Optics is the buzzword Republican propagandists and image shape shifters like Frank Luntz live and die for in the business. In the world of optics the truth is irrelevant; all that matters is the perception of what is the truth. Our political discourse has become a battle of who is best at twisting the facts and rolling the media. Historically, the Republicans own this battlefield.
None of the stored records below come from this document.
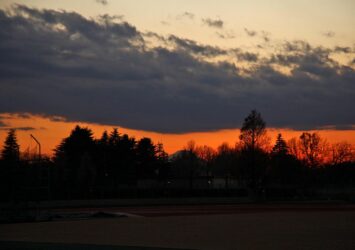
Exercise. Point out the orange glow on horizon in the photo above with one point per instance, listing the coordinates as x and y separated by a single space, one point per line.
50 133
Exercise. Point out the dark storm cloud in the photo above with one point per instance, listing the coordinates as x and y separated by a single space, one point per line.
60 64
194 48
213 23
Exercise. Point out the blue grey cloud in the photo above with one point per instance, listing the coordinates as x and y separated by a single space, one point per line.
59 63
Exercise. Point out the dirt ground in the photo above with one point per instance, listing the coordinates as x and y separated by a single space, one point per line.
274 229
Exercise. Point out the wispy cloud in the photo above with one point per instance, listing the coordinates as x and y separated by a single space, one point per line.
186 15
213 23
250 33
103 2
104 72
328 34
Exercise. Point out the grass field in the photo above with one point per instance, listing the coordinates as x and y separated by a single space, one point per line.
317 227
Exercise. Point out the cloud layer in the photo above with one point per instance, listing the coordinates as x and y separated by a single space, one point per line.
104 70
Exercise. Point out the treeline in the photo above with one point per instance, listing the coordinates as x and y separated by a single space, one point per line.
117 165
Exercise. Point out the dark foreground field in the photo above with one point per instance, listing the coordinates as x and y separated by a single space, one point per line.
195 227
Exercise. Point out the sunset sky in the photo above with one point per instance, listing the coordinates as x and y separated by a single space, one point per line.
176 70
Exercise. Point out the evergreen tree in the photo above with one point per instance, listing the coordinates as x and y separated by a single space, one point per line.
11 151
253 131
280 147
252 137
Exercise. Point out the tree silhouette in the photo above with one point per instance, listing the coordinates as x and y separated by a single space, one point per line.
252 137
280 147
253 131
313 148
75 155
11 151
284 170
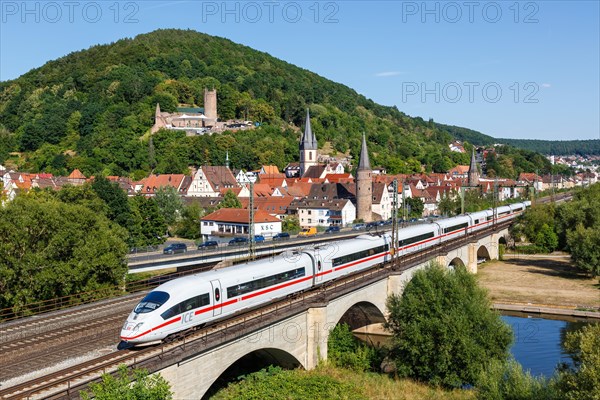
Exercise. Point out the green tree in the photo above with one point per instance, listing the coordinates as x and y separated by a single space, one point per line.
546 239
346 351
584 245
115 198
83 195
507 381
448 205
170 203
444 330
582 382
149 225
416 207
291 223
52 249
140 386
188 226
230 200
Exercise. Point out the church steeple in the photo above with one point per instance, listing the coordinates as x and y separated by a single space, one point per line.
308 141
473 173
308 147
364 185
364 156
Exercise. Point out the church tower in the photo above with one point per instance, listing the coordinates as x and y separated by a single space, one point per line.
473 173
364 185
210 106
308 147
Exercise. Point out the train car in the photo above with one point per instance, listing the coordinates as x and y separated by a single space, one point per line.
192 301
417 237
362 252
480 220
452 228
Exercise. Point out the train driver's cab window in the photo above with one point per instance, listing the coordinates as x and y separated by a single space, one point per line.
151 302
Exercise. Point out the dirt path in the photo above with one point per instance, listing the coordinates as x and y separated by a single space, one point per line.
543 279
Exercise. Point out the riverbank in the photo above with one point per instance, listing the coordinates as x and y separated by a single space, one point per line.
540 282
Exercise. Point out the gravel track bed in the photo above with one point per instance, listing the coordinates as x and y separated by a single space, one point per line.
50 341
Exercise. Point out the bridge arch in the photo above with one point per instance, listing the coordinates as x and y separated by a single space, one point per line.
362 314
483 253
253 361
456 262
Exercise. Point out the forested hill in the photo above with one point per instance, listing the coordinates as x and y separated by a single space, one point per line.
93 109
548 147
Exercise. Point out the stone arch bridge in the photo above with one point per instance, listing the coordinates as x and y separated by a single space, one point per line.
300 339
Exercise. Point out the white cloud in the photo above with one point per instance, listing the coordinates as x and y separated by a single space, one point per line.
385 74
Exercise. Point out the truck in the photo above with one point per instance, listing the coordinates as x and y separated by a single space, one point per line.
308 232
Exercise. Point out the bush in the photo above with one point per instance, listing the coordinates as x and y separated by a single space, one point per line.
444 331
507 381
123 387
276 383
346 351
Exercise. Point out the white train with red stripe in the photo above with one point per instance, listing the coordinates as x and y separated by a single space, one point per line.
192 301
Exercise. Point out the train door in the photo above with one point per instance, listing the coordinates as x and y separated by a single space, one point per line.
217 297
320 265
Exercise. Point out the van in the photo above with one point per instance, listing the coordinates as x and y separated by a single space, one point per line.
238 241
281 236
333 229
308 232
174 248
209 244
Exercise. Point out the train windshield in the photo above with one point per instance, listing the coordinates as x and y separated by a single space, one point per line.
151 302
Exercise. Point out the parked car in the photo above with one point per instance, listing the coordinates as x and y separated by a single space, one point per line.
359 227
332 229
209 244
238 241
174 248
281 236
308 232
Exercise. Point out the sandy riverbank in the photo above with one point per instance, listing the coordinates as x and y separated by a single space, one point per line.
539 279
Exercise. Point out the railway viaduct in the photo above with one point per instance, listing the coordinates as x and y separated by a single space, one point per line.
300 339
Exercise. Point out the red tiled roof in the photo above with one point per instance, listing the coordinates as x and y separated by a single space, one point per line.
239 215
271 169
76 174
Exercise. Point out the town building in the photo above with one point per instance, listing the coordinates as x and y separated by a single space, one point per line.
227 222
312 213
209 180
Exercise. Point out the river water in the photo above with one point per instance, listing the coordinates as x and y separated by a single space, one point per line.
538 342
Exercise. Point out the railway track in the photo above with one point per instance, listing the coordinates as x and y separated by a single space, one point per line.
67 382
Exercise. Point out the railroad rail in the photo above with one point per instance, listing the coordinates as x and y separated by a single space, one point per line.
67 383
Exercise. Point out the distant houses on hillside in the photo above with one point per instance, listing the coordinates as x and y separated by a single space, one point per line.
317 193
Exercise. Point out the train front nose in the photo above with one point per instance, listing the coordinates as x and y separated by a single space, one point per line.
131 330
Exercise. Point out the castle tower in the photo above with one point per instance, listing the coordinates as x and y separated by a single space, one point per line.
364 185
473 173
159 120
210 106
308 147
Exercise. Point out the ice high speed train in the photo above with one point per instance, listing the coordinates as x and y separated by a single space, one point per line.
190 302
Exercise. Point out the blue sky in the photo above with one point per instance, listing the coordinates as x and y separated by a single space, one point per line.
527 69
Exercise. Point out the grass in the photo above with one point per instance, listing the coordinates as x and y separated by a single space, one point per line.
549 280
328 382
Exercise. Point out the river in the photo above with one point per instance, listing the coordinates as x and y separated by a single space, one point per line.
538 344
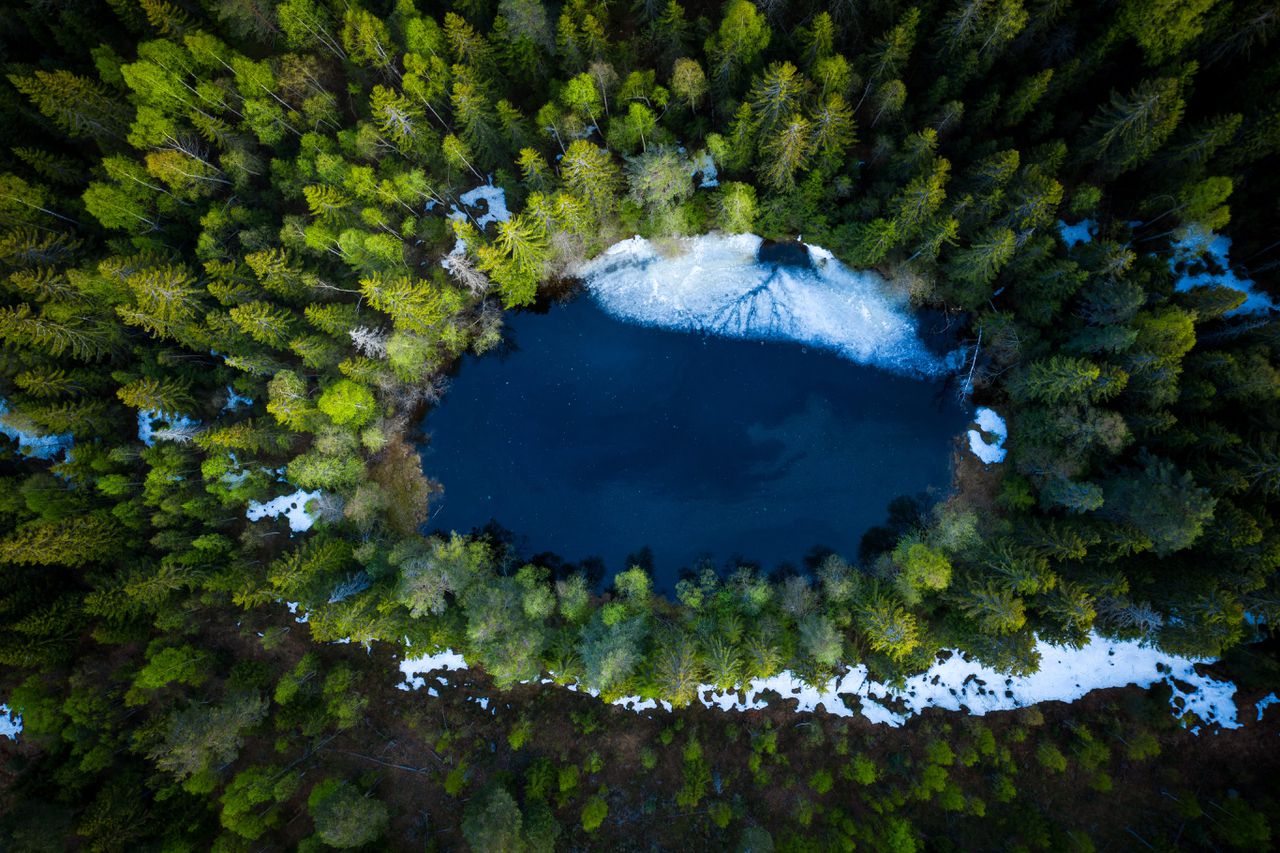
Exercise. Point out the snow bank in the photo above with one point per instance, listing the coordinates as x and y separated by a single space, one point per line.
496 210
993 424
32 445
176 428
714 286
414 667
236 401
960 684
494 199
1080 232
705 165
292 506
10 725
1193 250
1065 674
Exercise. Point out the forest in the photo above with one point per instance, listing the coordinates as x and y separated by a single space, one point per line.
246 243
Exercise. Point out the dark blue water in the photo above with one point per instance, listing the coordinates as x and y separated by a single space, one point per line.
594 438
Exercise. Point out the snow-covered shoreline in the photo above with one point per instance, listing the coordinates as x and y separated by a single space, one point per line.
958 683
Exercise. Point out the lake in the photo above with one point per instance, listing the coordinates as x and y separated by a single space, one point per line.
594 437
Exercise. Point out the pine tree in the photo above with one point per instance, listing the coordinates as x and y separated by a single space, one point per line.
786 151
170 396
1130 128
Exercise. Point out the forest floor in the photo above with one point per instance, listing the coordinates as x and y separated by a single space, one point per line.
410 743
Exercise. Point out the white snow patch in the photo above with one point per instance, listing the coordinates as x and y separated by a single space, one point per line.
10 724
291 506
1193 250
991 423
494 199
1065 674
705 165
236 401
716 286
176 428
496 210
1080 232
31 443
414 667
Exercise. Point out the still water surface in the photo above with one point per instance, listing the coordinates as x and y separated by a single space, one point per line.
590 437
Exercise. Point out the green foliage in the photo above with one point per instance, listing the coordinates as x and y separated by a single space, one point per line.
343 816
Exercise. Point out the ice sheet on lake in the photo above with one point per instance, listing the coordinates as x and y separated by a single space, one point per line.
291 506
28 441
993 424
714 286
1193 250
1065 674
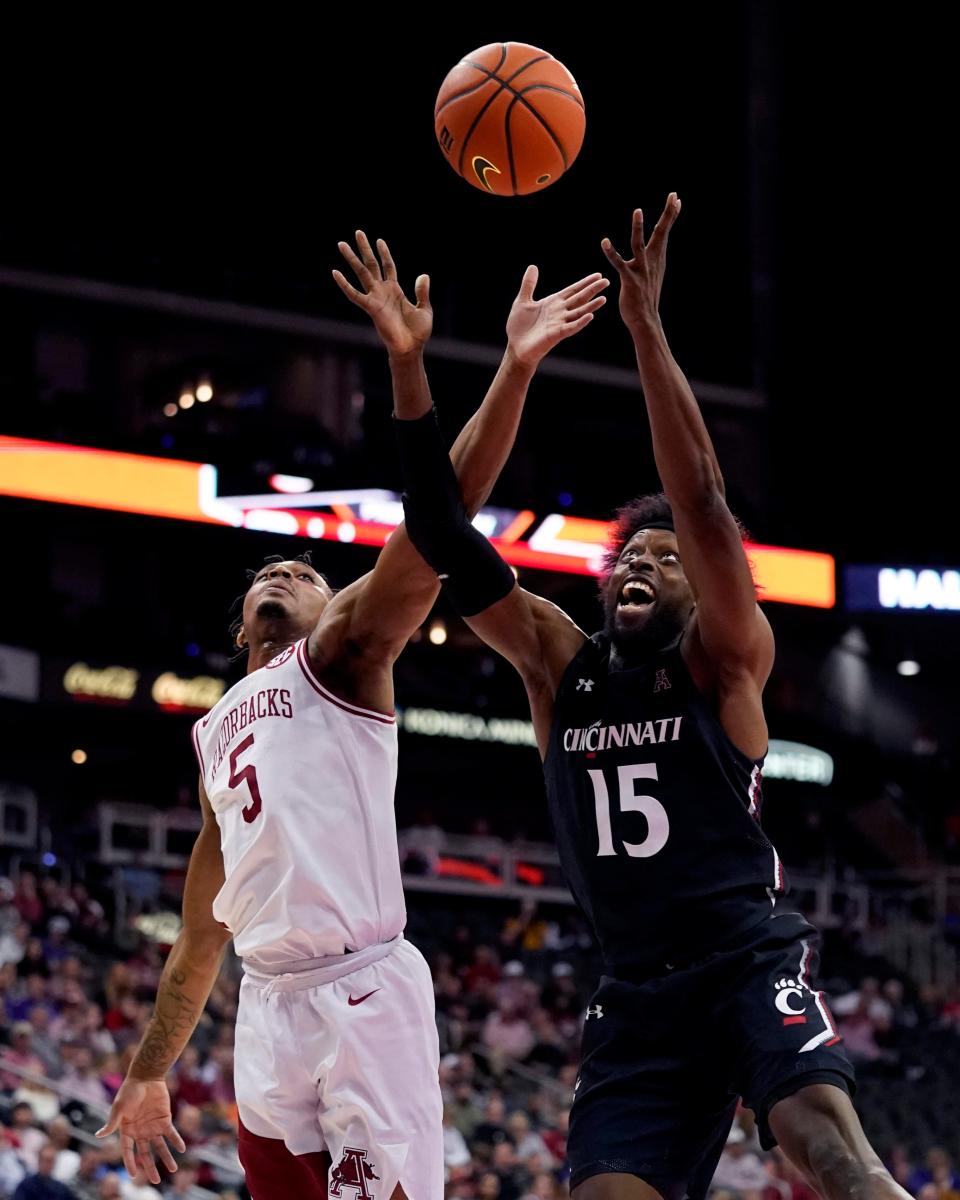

Just recently, George Stephanopoulos had to eat crow when liberal bloggers blasted him for not correcting Rudy Giuliani’s colossal lie that we have not had a domestic terrorist attack during George W. Bush’s regime -- a Republican talking point. Would he have corrected himself had the bloggers not called him on it? Not likely, considering Stephanopoulos has made a career as a weekly network TV “interviewer” of providing a platform for unchallenged Republican talking points and propaganda that continued with the GMA Giuliani interview. On his last (?) Sunday show Stephanopoulos featured the odious partisan liar Liz Cheney on his roundtable discussion. The contrast with more serious journalists was jarring. It's not often that conservative George Will and liberal economist Robert Reich join in scolding Liz Cheney for outrageously accusing Democratic “elites” (whatever that means) of racism. I'm sure it plays well with the Teabaggers, though.

And today on John King’s State of the Union, Jessica Yellin characteristically dropped her offhand, ignorant remark regarding the Democratic Party's fictitious history and baggage on national security.

No matter how often we are reminded (most recently by Senator Al Franken) that Republicans are not entitled to their own facts, this reminder has obviously not filtered down to Jessica Yellin and much of our disgraced mainstream electronic media whose job it is, precisely, to report the facts. Were it not for the blogosphere and the advocacy TV journalism of the few (a journalism of necessity in the current environment of lies, i.e., optics), the truth would be in greater peril. Instead, because of these alternative means of communication providing a counterpoint to mainstream optics reporting, the truth may be the first casualty, but it is not the last. We should be thankful for small victories. Don’t get me wrong. Truth is not yet in balance, not as long as optics controls what is reported by the Yellins of this world in an increasingly visual medium. But the truth is still out there. Try as they might, it’s a tough thing to kill. For now, that’s the best we can do.